El caso Strawberry, en cambio, versa sobre el enjuiciamiento de otro rapero acusado del delito de enaltecimiento del terrorismo por siete tuits publicados en la red social Twitter. Si bien es cierto, existe una tendencia de la opinión pública a mezclar ambos casos cuando en esencia son diferentes, a pesar de que traten una misma problemática de fondo de los países realmente democráticos: por un lado, la de los límites al libre ejercicio de la libertad de expresión en las redes sociales y, por otro, el uso del derecho penal como mecanismo para reprimir determinadas conductas realizadas al amparo de aquel derecho. Ahora bien, el carácter institucional de la libertad de expresión no es óbice para que se pueda establecer una limitación penal en atención al principio de proporcionalidad. El derecho penal no siempre es la mejor vía para reprimir acciones de este tipo, pero cumple –con mayor o menor fortuna- una función represiva y disuasoria para que se repitan menos hechos de este tipo en el futuro.

En el caso Valtonyc se trata de evaluar un número ingente de mensajes dados en distintas canciones en relación a la posible comisión de tres delitos y no de un número pequeño de tuits como en el caso Strawberry por un único delito, a pesar de que este último tenga canciones de marcado tono provocador, irónico y sarcástico en el grupo que lidera llamado Def con Dos, pero por las que no se les está enjuiciando ahora.
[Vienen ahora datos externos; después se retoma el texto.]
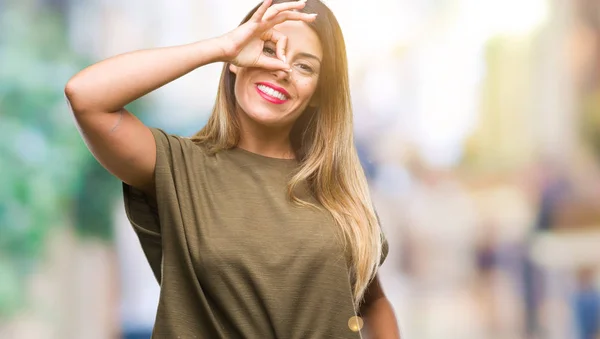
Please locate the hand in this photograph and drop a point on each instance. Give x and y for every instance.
(244, 45)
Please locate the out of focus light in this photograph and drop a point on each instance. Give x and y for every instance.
(509, 17)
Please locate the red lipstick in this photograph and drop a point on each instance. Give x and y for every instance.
(270, 98)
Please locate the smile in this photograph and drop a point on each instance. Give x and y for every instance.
(272, 94)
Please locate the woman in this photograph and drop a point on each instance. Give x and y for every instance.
(261, 225)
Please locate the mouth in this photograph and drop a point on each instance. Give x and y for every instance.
(272, 93)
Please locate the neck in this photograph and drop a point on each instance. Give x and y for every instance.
(268, 141)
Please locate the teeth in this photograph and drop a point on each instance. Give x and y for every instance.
(272, 92)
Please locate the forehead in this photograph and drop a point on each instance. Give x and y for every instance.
(301, 38)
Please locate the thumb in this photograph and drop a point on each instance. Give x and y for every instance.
(271, 63)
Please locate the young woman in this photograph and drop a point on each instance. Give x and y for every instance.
(261, 225)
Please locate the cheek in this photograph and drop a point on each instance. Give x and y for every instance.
(306, 87)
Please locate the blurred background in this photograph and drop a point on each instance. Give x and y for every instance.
(478, 123)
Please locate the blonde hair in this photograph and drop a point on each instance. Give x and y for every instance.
(322, 139)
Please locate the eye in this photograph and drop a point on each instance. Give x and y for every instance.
(268, 51)
(306, 68)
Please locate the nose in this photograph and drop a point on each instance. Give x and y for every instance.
(281, 75)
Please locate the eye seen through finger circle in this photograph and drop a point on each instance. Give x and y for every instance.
(268, 50)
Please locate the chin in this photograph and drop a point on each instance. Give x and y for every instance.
(266, 118)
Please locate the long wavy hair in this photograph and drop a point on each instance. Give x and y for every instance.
(322, 140)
La razón radica en que el contexto, las circunstancias concomitantes, el sentido y la intención de ambos casos son diferentes, más allá del tenor literal de las afirmaciones.

La libertad de expresión queda amparada incluso de la crítica política hostil, hiriente y ofensiva al Rey y al sistema monárquico, siempre y cuando no se afecten aspectos íntimos de la vida privada del monarca atentando contra su honorabilidad personal, al estar en juego el art. 18 CE del derecho al honor, como queda probado en el caso Valtonyc.
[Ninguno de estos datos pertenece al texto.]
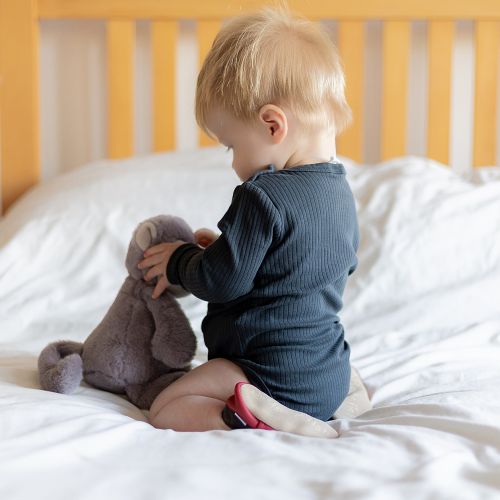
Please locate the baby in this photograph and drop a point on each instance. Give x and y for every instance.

Otro dato diferenciador es que  la Audiencia Nacional había absuelto al recurrente. En este sentido, la STC 35/2020, en atención a la jurisprudencia del TEDH, es exigida la celebración de vista cuando se trata de revocar una sentencia absolutoria o empeorar la condena, cosa que el TS no hizo, al tener que ponderar “el acto comunicativo” y “los aspectos institucionales que el acto comunicativo envuelve en relación con la formación de la opinión pública libre y la libre circulación de ideas que garantiza el pluralismo democrático”, a fin de marcar “los límites de la intervención penal en materia” (FJ 5º). Por tanto, la correcta ponderación es precisa y debe realizarse de forma intensa, para determinar la intencionalidad no sólo del sujeto en atención al contexto –en este caso, de mera crítica ácida y satírica- y las circunstancias de hecho que rodean al caso. El TC pone de relieve, acertadamente, que la sentencia condenatoria del TS debía haber cumplido “la necesaria suficiencia a la exigencia de valoración previa acerca de si la conducta enjuiciada era una manifestación del ejercicio” de “la libertad de expresión, al negar la necesidad de valorar, entre otros aspectos, la intención comunicativa en relación con la autoría, contexto y circunstancias de los mensajes emitidos” (FJ 5º).
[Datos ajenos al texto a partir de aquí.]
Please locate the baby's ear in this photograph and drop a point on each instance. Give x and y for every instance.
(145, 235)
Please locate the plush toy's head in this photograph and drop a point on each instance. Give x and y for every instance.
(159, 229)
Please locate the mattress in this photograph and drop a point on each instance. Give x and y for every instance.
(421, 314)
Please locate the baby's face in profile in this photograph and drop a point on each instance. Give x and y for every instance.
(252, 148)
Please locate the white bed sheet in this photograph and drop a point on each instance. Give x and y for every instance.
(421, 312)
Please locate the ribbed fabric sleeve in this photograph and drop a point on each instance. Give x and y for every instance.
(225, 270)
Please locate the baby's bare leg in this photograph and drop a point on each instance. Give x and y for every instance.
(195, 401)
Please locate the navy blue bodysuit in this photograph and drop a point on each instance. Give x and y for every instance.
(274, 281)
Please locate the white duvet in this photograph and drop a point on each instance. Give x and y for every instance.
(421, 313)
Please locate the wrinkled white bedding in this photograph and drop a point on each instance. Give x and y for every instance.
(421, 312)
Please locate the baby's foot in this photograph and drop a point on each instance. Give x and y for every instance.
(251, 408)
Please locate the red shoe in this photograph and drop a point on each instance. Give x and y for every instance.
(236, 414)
En conclusión, a la vista de los hechos comentados tampoco vendría mal llevar a cabo un cierto ejercicio de prudencia y empatía por parte de los usuarios de las redes sociales, los cuales, como individuos libres, atisben a vislumbrar cuándo el ejercicio de su libertad de expresión raya en lo intolerable, con la finalidad de que el derecho (sobre todo, el derecho penal) no tenga que entrar en acción frente a situaciones que pudieran ser resueltas con un mínimo de respeto hacia terceros en el uso de las redes sociales. Así podrá hacerse más valedera la afirmación, recogida en el art. 29.1 de la DUDH, relativa a que “toda persona tiene deberes respecto a la comunidad, puesto que sólo en ella puede desarrollar libre y plenamente su personalidad”.